If there was ever a children’s book destined for the Museum of Modern Art, this would be it. Until then, Janik Coat’s newly published Hippopposites (Ages 18 mos-5 yrs) will find a perfect home alongside the Oeuf cribs and Tripp Trapp Chairs of today’s urban nurseries. From the thick oversized board pages, finished in an ultra high gloss, to the bold die-cut silhouettes, this book is a tour de force in graphic design. But artistic achievement aside, what impressed me most when I encountered this gem on the shelves of my local bookstore is: FINALLY, a book that actually teaches the concept of opposites. There are lots of fun rhyming read-alouds that make use of opposites to tell their stories (see my list below), but they’re equal part silliness. Until now, I’m going to bet that kids have never mastered their opposites from reading books. Enter Hippopposites, where on each double spread, two hippos are contrasted with a simple text word beneath each one; props and background scenery are used sparingly, providing just the right amount of detail to get the point across. The usual suspects are touched on in the early pages: “small” versus “large” (with the first hippo miniaturized next to a skyscraper); and “light” versus “dark” (with the second almost completely obscured by a black background). But we quickly advance into more exciting territory, with “thin” versus “thick” (denoted by the width of the silhouetted line), “opaque” versus “transparent,” “dotted” versus “striped,” “invisible” versus “visible,” and “alone” versus “together” (in this last pairing, the only difference is that the hippo in the second picture has a bird perched on its back). The book’s artsy publisher, Abrams, doesn’t miss an opportunity for some seriously cool touch-and-feel action: the “soft” versus “rough” page makes use of delicate pink chenille and a woven burlap sack. Don’t let the board book format fool you: this book will hold its own with older preschoolers, introducing concepts like “squared” versus “rounded,” as well as “left” versus “right.” Now if I could only pry the book out of my husband’s hands, I could actually read it to my children…
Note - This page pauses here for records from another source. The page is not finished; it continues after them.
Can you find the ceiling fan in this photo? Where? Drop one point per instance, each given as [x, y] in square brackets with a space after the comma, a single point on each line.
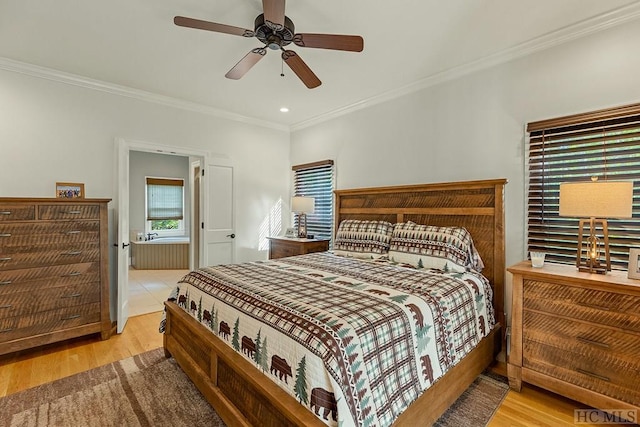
[276, 31]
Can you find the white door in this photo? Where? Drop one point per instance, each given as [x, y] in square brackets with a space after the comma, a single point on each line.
[217, 220]
[122, 238]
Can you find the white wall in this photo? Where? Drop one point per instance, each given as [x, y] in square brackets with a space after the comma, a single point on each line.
[473, 127]
[50, 131]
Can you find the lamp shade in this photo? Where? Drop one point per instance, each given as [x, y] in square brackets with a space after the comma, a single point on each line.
[597, 199]
[301, 204]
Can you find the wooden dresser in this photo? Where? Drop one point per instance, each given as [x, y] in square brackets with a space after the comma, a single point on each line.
[54, 278]
[576, 334]
[280, 247]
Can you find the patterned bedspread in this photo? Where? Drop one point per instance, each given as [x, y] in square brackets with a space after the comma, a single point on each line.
[354, 341]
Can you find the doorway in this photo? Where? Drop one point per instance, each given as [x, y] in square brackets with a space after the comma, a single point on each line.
[214, 225]
[159, 254]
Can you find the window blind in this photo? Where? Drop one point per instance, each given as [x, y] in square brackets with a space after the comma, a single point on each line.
[316, 180]
[603, 144]
[165, 199]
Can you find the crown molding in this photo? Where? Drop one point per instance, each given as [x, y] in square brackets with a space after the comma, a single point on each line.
[115, 89]
[581, 29]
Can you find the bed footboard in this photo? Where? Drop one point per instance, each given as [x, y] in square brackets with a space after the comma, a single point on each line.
[239, 392]
[244, 396]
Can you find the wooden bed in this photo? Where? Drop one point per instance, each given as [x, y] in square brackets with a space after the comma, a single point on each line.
[243, 396]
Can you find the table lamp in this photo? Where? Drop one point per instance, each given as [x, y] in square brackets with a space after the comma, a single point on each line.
[596, 200]
[302, 206]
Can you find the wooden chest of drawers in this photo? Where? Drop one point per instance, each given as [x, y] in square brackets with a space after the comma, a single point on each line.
[54, 281]
[577, 334]
[280, 247]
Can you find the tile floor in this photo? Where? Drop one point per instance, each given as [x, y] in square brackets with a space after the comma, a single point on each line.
[148, 289]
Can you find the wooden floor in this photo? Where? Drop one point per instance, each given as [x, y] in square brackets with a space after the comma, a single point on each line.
[19, 371]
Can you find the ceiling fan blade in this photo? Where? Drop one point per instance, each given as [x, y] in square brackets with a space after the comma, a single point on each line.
[245, 64]
[301, 69]
[274, 13]
[330, 41]
[183, 21]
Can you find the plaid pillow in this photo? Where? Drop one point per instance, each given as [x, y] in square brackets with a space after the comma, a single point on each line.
[440, 248]
[363, 239]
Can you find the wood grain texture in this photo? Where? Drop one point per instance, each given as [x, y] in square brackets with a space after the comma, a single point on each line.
[576, 334]
[29, 368]
[476, 205]
[54, 276]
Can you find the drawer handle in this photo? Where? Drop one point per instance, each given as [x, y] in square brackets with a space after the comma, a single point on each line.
[71, 296]
[594, 375]
[598, 307]
[592, 342]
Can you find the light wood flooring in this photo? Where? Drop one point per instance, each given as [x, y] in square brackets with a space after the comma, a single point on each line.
[22, 370]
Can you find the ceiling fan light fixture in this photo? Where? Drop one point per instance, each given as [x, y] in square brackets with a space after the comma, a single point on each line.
[275, 30]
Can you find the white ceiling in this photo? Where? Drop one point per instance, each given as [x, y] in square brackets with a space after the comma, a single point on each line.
[408, 43]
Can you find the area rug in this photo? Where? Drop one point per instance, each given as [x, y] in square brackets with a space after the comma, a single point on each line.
[151, 390]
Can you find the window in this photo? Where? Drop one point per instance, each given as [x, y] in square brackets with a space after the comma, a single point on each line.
[604, 144]
[165, 206]
[316, 180]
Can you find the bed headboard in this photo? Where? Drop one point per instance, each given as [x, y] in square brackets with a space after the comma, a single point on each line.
[477, 206]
Other Favorites With Opposites (albeit of the goofier, less educational sort):
Where is the Green Sheep? by Mem Fox (Ages 1-3)
Big Little and Quiet Loud, by Leslie Patricelli (Ages 1-3)
Go Dog Go, by P.D. Eastman (Ages 2-4)
May 20, 2012 § 1 Comment
Today’s excursion to pick strawberries at Shlagel Farm in Maryland was the perfect excuse to break out an old favorite: Jamberry (Ages 1-3), by Bruce Degen. Not that we need an excuse to read this rollicking rhyme of a boy and a bear romping through fields and down streams on a quest for every kind of berry. But as the kids and I were filling our buckets with the plumpest, juiciest strawberries I’ve ever tasted, our fingers and shirts and mouths stained red, I couldn’t help but hear in my head: “Three berry/ Four berry/ Hayberry/ Strawberry/ Finger and pawberry/ My berry, your berry/ Strawberry ponies/ Strawberry lambs/ Dancing in meadows/ Of strawberry jam.” We didn’t encounter any strawberry lambs (although there were goats and some very vocal chickens), and my children are likely to eat all the strawberries before I get a chance to make them into jam, but the spirit of the book was very much alive as we chomped our way through the farm. Our excitement continued to build, as we got deeper into the patch, launching ourselves into uncharted territory wherein (as we imagined it) lay the biggest berries. Bruce Degen escalates his rhyme, too, taking it further into the realm of the fantastical and the silly: the boy and the bear fill a train with blackberries, then ride it to Berryland, where they dance alongside a jazz band of rabbits, watch elephants skate on raspberry jam, and finally lift off in a hot air balloon propelled by a giant boysenberry. “Mountains and fountains/ Rain down on me/ Buried in berries/ What a jam jamboree!” Indeed.